Pausanias (pron.: /pɔːˈseɪniəs/; Ancient Greek: Παυσανίας Pausanías) (c. AD 110 – AD 180) was a Greek traveler and geographer of the 2nd century AD, who lived in the times of Hadrian, Antoninus Pius and Marcus Aurelius. He is famous for his Description of Greece (Ἑλλάδος περιήγησις), a lengthy work that describes ancient Greece from firsthand observations, and is a crucial link between classical literature and modern archaeology. This is how Andrew Stewart assesses him:
A careful, pedestrian writer, he is interested not only in the grandiose or the exquisite but in unusual sights and obscure ritual. He is occasionally careless, or makes unwarranted inferences, and his guides or even his own notes sometimes mislead him; yet his honesty is unquestionable, and his value without par.
Pausanias was probably a native of Lydia; he was certainly familiar with the western coast of Asia Minor, but his travels extended far beyond the limits of Ionia. Before visiting Greece, he had been to Antioch, Joppa and Jerusalem, and to the banks of the River Jordan. In Egypt, he had seen the Pyramids, while at the temple of Ammon, he had been shown the hymn once sent to that shrine by Pindar. In Macedonia, he appears to have seen the alleged tomb of Orpheus in Libethra. Crossing over to Italy, he had seen something of the cities of Campania and of the wonders of Rome. He was one of the first to write of seeing the ruins of Troy, Alexandria Troas, and Mycenae.
Pausanias' Description of Greece is in ten books, each dedicated to some portion of Greece. He begins his tour in Attica, where the city of Athens and its demes dominate the discussion. Subsequent books describe Corinth, Laconia, Messenia, Elis, Achaia, Arcadia, Boetia, Phocis and Ozolian Locris. He famously leaves out key portions of Greece such as Crete. The project is more than topographical; it is a cultural geography. Pausanias digresses from description of architectural and artistic objects to review the mythological and historical underpinnings of the society that produced them. As a Greek writing under the auspices of the Roman empire, he found himself in an awkward cultural space, between the glories of the Greek past he was so keen to describe and the realities of a Greece beholden to Rome as a dominating imperial force. His work bears the marks of his attempt to navigate that space and establish an identity for Roman Greece.

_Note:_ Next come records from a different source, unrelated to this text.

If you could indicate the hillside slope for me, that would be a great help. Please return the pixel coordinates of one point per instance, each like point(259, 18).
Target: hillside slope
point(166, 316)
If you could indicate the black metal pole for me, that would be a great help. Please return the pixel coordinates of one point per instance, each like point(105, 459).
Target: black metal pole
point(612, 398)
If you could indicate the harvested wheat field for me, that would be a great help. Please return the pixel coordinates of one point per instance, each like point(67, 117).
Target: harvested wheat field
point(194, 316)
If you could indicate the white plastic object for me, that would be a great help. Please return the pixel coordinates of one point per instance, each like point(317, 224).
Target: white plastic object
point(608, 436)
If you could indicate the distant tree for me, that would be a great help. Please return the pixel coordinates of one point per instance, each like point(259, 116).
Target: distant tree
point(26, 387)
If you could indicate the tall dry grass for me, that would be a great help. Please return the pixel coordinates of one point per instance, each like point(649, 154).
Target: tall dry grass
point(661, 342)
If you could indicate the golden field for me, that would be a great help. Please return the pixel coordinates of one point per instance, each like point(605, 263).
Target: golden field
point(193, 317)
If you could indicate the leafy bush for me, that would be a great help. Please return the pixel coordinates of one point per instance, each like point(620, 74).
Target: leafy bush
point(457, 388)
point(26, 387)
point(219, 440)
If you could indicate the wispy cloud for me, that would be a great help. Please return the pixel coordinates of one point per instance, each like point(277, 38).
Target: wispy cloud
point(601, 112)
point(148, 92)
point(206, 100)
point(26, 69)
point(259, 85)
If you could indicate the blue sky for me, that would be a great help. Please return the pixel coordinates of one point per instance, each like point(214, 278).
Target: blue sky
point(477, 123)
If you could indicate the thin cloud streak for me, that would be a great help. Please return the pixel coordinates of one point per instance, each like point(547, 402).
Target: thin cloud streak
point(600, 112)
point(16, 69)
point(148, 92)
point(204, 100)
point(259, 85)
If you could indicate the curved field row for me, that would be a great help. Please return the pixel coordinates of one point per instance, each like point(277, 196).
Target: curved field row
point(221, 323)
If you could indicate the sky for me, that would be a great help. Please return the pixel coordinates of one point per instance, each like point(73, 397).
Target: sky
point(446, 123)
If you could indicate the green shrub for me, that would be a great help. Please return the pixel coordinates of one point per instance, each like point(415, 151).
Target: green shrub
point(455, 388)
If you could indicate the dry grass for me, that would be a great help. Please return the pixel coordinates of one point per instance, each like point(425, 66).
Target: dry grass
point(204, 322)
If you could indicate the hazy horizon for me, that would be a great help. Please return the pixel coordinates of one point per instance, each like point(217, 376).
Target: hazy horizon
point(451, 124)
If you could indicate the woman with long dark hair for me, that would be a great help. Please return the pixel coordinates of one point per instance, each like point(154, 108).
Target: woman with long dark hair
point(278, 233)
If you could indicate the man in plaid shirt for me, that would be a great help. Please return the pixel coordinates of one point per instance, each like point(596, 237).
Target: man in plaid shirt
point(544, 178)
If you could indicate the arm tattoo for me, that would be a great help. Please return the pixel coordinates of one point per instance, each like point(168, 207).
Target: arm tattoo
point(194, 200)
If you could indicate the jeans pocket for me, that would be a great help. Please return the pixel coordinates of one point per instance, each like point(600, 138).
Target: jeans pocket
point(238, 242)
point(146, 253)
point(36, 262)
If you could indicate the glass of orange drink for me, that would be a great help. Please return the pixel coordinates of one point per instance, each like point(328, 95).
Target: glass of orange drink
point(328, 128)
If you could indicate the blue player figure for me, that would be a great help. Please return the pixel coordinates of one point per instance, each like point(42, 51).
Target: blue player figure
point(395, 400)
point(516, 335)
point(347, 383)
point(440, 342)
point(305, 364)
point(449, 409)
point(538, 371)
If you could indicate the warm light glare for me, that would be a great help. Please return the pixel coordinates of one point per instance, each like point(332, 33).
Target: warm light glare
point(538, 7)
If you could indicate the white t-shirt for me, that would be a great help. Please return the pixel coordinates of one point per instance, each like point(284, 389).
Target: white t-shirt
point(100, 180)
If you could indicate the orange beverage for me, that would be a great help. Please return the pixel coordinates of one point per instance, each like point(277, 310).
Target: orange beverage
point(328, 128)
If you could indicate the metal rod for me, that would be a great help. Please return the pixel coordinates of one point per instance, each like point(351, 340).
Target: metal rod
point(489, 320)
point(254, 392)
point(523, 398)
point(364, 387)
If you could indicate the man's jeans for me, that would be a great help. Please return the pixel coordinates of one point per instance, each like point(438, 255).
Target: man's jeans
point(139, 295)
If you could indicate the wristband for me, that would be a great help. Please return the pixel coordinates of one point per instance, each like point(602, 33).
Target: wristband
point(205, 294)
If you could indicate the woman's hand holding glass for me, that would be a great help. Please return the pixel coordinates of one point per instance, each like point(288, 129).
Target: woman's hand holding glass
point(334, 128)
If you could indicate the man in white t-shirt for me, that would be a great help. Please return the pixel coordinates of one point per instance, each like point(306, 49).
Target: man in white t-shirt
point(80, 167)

He is not a naturalist by any means, though he does from time to time comment on the physical realities of the Greek landscape. He notices the pine trees on the sandy coast of Elis, the deer and the wild boars in the oak woods of Phelloe, and the crows amid the giant oak trees of Alalcomenae. It is mainly in the last section that Pausanias touches on the products of nature, such as the wild strawberries of Helicon, the date palms of Aulis, and the olive oil of Tithorea, as well as the tortoises of Arcadia and the "white blackbirds" of Cyllene.